Talega residents told the board Wednesday they had not been made aware of the vote at the time, which was why no one appeared at the board meeting to oppose it.
“When the school year began, everyone seemed so surprised,” resident Laura Ferguson said. “We had to hear about it in the newspaper.” The district had a fiduciary responsibility to the taxpayers in Talega to share how much they might be in line for, she said. Ferguson also said residents in the Las Flores community financing district were returned funds from refinancing.
“Why are they so much more deserving,” Ferguson asked the board. “This surplus needs to go back to the taxpayers.”
Ferguson presented the board with a petition signed by more than 250 residents, asking to reconsider the vote.
Andrea Ewell, another Talega resident, said many in the community were unaware the refinancing had even taken place.
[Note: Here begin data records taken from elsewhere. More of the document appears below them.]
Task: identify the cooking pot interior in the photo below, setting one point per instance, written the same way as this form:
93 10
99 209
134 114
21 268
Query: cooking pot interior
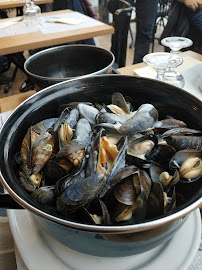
69 61
168 99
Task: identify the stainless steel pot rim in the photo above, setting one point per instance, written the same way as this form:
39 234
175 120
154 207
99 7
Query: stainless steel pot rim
68 78
105 229
95 228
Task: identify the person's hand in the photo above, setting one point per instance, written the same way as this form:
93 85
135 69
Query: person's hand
193 4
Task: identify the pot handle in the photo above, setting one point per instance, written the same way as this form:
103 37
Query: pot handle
6 201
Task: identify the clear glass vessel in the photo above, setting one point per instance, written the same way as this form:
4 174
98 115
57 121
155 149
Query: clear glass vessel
176 43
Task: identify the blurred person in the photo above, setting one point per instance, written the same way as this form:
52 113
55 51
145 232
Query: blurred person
185 20
82 6
146 11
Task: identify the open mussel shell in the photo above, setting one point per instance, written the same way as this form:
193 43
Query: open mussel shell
161 154
189 164
111 118
118 164
125 192
155 203
88 112
44 195
184 142
142 145
143 120
168 178
80 192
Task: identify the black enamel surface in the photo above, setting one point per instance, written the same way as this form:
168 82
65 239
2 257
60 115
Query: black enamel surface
168 99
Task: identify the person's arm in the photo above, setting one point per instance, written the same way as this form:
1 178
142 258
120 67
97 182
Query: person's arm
193 4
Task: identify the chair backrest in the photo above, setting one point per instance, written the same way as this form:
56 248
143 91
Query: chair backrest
163 8
121 11
113 5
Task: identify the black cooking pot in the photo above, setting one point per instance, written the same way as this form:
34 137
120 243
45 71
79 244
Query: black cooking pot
92 239
66 62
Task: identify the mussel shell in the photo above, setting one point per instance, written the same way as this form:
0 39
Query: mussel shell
143 120
125 192
25 180
184 142
180 157
44 195
46 125
106 117
79 193
88 112
141 146
181 131
118 164
155 203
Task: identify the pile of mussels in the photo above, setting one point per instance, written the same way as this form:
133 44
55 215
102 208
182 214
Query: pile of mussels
109 164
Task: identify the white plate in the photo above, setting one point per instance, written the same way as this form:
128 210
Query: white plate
41 251
192 78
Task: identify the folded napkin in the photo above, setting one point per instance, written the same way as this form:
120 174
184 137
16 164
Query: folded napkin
66 20
7 24
148 72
She noted that Alpay’s recent campaign website touted “My focus has been on reducing the tax burden on taxpayers.”
“It is my opinion the Mello-Roos refinancing should have translated to a refund for taxpayers,” Ewell told the board. She also spoke directly to trustee Amy Hanacek, who said at an August meeting she was sure Talega residents would want to contribute to repairs at SCHS, that she should not presume to speak for residents in an area she did not live in.
Trustee Jim Reardon said the board expected to hear from more Talega or San Clemente residents at the meeting, noting that the vote reflected a lack of such input. Reardon told the Talega residents in attendance the board could reconsider at a later date.
Hanacek said she thought the needs of the school superseded other concerns.
“It’s time the physical structure at SCHS mirror what goes on inside its walls,” Hanacek said.
Alpay said the Talega financing district was, to his knowledge, the only one in the district that supported two different high schools. Alpay added that other than those using open enrollment, Talega students were not attending San Juan Hills.
Even when the Avenida La Pata connection between San Clemente and San Juan Capistrano is completed, Alpay said, San Juan Hills did not have room to accommodate all of Talega’s high school-aged children, meaning at least some would have to be taught at San Clemente. That arrangement, he said, led to unfair treatment for the community, since residents had paid for a high school their children were not, and in some cases, could not attend.
“Talega’s not being treated equitably, and it’s time to remedy that,” Alpay said. However, he also noted, “a very desperate need” at the SCHS campus for improvements.
Superintendent Joseph Farley said it would be unwise for the board to make any specific decision at the meeting regarding the funding. District staff, having just completed work on negotiations with the developers of Rancho Mission Viejo on financing schools in the development, are now moving to take on the task of surveying the infrastructure needs at the school.